La passe externe, que j’avais présentée, fut un moment heureux, mais je remets quotidiennement cette position de supposé-psychanalyste au travail, travail de ne pas trop parler, de parler quand nécessaire, pour la conduite des cures, puisque les psychanalysants sur le divan n’ont finalement que faire de la passe que j’ai présentée. Chaque cure compte pour une, c’est cela aussi la clinique du sujet. Ma passe interne fut aussi un moment heureux, mais elle n’est pas gage de l’avenir et charge à moi de poursuivre dans cette voie, c’est-à-dire simplement de travailler. Simplement, puisque désormais cette charge n’est pas un poids mais la possibilité d’assumer mon désir, par exemple en écrivant au moment où les idées me viennent sans remettre l’ouvrage à plus tard.

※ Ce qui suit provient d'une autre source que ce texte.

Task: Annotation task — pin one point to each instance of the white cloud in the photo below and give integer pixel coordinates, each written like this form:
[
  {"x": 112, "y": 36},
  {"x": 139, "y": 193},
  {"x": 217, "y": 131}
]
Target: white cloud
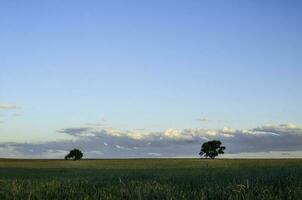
[{"x": 168, "y": 143}]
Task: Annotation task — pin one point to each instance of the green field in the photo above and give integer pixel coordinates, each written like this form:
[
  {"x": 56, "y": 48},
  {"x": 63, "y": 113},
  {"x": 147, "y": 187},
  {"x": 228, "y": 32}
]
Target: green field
[{"x": 151, "y": 179}]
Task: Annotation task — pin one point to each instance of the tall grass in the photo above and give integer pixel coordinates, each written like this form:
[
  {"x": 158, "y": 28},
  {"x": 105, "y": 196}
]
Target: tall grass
[{"x": 152, "y": 179}]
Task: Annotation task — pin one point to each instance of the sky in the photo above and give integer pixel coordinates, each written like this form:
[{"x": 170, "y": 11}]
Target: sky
[{"x": 150, "y": 78}]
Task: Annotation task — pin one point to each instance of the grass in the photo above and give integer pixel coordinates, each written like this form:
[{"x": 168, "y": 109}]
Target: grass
[{"x": 151, "y": 179}]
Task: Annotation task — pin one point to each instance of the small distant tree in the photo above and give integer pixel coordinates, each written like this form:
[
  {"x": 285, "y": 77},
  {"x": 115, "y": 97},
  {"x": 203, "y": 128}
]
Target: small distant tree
[
  {"x": 74, "y": 154},
  {"x": 211, "y": 149}
]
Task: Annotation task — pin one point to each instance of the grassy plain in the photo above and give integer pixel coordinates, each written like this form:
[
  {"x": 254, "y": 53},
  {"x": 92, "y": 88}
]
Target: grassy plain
[{"x": 151, "y": 179}]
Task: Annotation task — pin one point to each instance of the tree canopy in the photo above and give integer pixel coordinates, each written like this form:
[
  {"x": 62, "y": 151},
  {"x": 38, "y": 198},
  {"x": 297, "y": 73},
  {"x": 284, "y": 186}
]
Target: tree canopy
[
  {"x": 74, "y": 154},
  {"x": 211, "y": 149}
]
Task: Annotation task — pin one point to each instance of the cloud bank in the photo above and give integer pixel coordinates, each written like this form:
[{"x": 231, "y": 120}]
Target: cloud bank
[
  {"x": 97, "y": 142},
  {"x": 7, "y": 106}
]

Ma sortie de psychanalyse soutient ma position de psychanalyste en permettant que j’aligne mes actes et mon désir. Ce n’est pas parfait, ce n’est pas sans mouvement de résistance mais je le repère sans venir le nourrir ou m’accabler, ce qui me permet de travailler plus simplement à aller vers le mieux. Ma psychanalyse personnelle, que je poursuis, œuvre dans cette direction d’alimenter un choix et c’est là que j’y entends une éthique du sujet ; la route n’est pas tracée, du fait d’être reconnu sujet, ou psychanalyste, mais un sujet peut nourrir son choix « de construire sa responsabilité de conduire aussi sa destinée »[5]. Penser que la position de sujet serait une place figée viendrait nourrir l’illusion que ce qui est fait est immuable, illusion car ce serait sans compter avec la konstante Kraft freudienne.
[1] Amorim (de), F. (2024). De la place de l’analyste à la position de psychanalyste, consulté le 25 février 2024.
[2] Amorim (de), F. (Dir.). Manuel clinique de psychanalyse, Paris, RPH-Éditions, 2023, pp.32-5.
[3] Ibid., p. 224.
[4] Amorim (de), F. (2024). De la place de l’analyste à la position de psychanalyste, op. cit.
[5] Amorim de, F. (2024). Aux responsables des institutions psychanalytiques, consulté le 25 février 2024.